Sur le plus important complexe industriel de défense du pays, à Unterlüss, dans les plaines boisées du nord de l'Allemagne, le chancelier Olaf Scholz a donné, lundi 12 février, le premier coup de pioche d'une future unité de production d'armements.
Dans une Europe à la peine pour alimenter l'Ukraine en munitions, le fabricant allemand Rheinmetall investit sur le long terme avec une nouvelle usine d'obus et l'ambition de multiplier sa production par dix.
Elle doit produire, à partir de 2025, des munitions d'artillerie de 155 millimètres, en visant progressivement une capacité de 200 000 obus par an.
Il s'agit, selon le chancelier, d'un "signal" à l'adresse des Européens appelés à muscler la base industrielle de défense du continent, en privilégiant les commandes groupées et de long terme. "Nous devons (...) nous tourner vers la production d'armements à grande échelle", a martelé Olaf Scholz.

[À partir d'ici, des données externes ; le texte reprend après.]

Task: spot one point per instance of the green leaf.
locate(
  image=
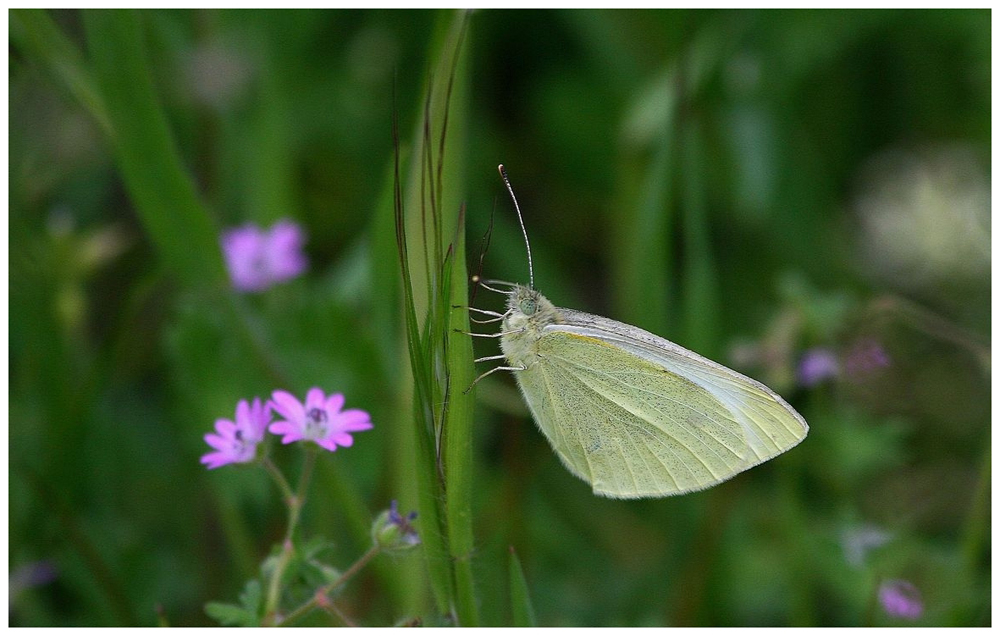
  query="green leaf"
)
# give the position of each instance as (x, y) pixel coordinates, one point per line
(160, 189)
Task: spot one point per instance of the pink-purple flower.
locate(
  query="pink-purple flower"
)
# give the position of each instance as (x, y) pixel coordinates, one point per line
(320, 419)
(259, 258)
(901, 598)
(817, 364)
(236, 442)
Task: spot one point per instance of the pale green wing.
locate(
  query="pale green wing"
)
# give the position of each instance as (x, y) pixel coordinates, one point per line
(769, 424)
(627, 426)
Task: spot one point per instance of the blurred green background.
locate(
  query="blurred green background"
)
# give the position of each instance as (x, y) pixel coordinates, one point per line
(753, 185)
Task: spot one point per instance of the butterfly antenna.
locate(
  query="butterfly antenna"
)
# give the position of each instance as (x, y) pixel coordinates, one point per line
(531, 271)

"Dissuader les éventuels agresseurs"
Malgré les milliards d'euros d'armes livrées par les pays de l'Union européenne à l'Ukraine depuis le début de l'invasion russe, ceux-ci sont encore loin d'avoir atteint une capacité suffisante pour soutenir durablement le pays et reconstituer leurs propres stocks.
Il s'agit pourtant d'une "nécessité urgente. Car aussi dure que soit cette réalité, nous ne vivons pas en temps de paix", a souligné le chancelier pour qui les "ambitions impériales" du président russe, Vladimir Poutine, représentent "une menace majeure".
Dans cette situation, "celui qui veut la paix doit réussir à dissuader les éventuels agresseurs", estime le chancelier. Pour cela, il faut une coopération industrielle "plus étroite" entre les Vingt-Sept.
"Une défense forte nécessite une base industrielle solide. Celle-ci verra le jour si nous, Européens, regroupons nos commandes, si nous mettons en commun nos moyens et donnons ainsi à l'industrie des perspectives pour les 10, 20 ou 30 prochaines années", a-t-il souligné.
L'Allemagne a longtemps été un mauvais exemple, a reconnu Olaf Scholz, car la politique d'armement "a été menée comme s'il s'agissait d'acheter une voiture", alors que les industries de défense ont besoin de planification à long terme pour investir dans de nouvelles capacités.
"Si je veux acheter une Golf dans deux ou trois ans, je sais qu'elle sera en stock", a-t-il dit, filant la métaphore automobile. Mais "les chars, obusiers, hélicoptères et systèmes de défense aérienne ne sont pas disponibles sur une étagère" et ont besoin de commandes garanties par des États.
Rheinmetall veut produire, sur l'ensemble de ses sites en Europe, jusqu'à 700 000 obus d'artillerie par an en 2025, contre 400 à 500 000 cette année. Avant l'invasion russe de l'Ukraine, il n'en produisait que 70 000.
Objectif : deux à trois millions d'obus produits par les Européens
Le plus grand fabricant allemand d'armements "dispose déjà d'une capacité plus élevée que celle des États-Unis" en matière de production d'obus de 155 millimètres, assure à l'AFP le patron de Rheinmetall, Armin Papperger.
À l'avenir, "les États-Unis voudraient produire un millions d'obus par an et l'Europe deux à trois millions grâce à une union entre partenaires européens", ajoute-t-il.
Les Européens n'auront fourni fin mars que la moitié du million d'obus promis à l'Ukraine l'an dernier.
Le complexe Rheinmetall d'Unterlüss produit déjà des obus de 120 millimètres destinés aux chars Leopard 2, utilisés sur le front ukrainien. De 60 000 pièces produites par an avant 2022, la cadence est montée à 240 000.
Mais à raison de milliers de tirs quotidiens, les troupes ukrainiennes ont des besoins très élevés, et urgents, pour tenter de repousser l'invasion russe.
Et les armées des pays européens ont leur propres manques à combler. Après des années de sous-investissement, les stocks de l'armée allemande sont vides, et ses besoins en munitions sont estimés à environ 40 milliards d'euros par Rheinmetall.
Face au chef de la diplomatie européenne, Josep Borrell, en visite en Ukraine la semaine dernière, le ministre ukrainien des Affaires étrangères, Dmytro Kouleba, avait appelé à la naissance d'un véritable "marché unique" de la défense dans l'UE, dont les Vingt-Sept sont encore loin.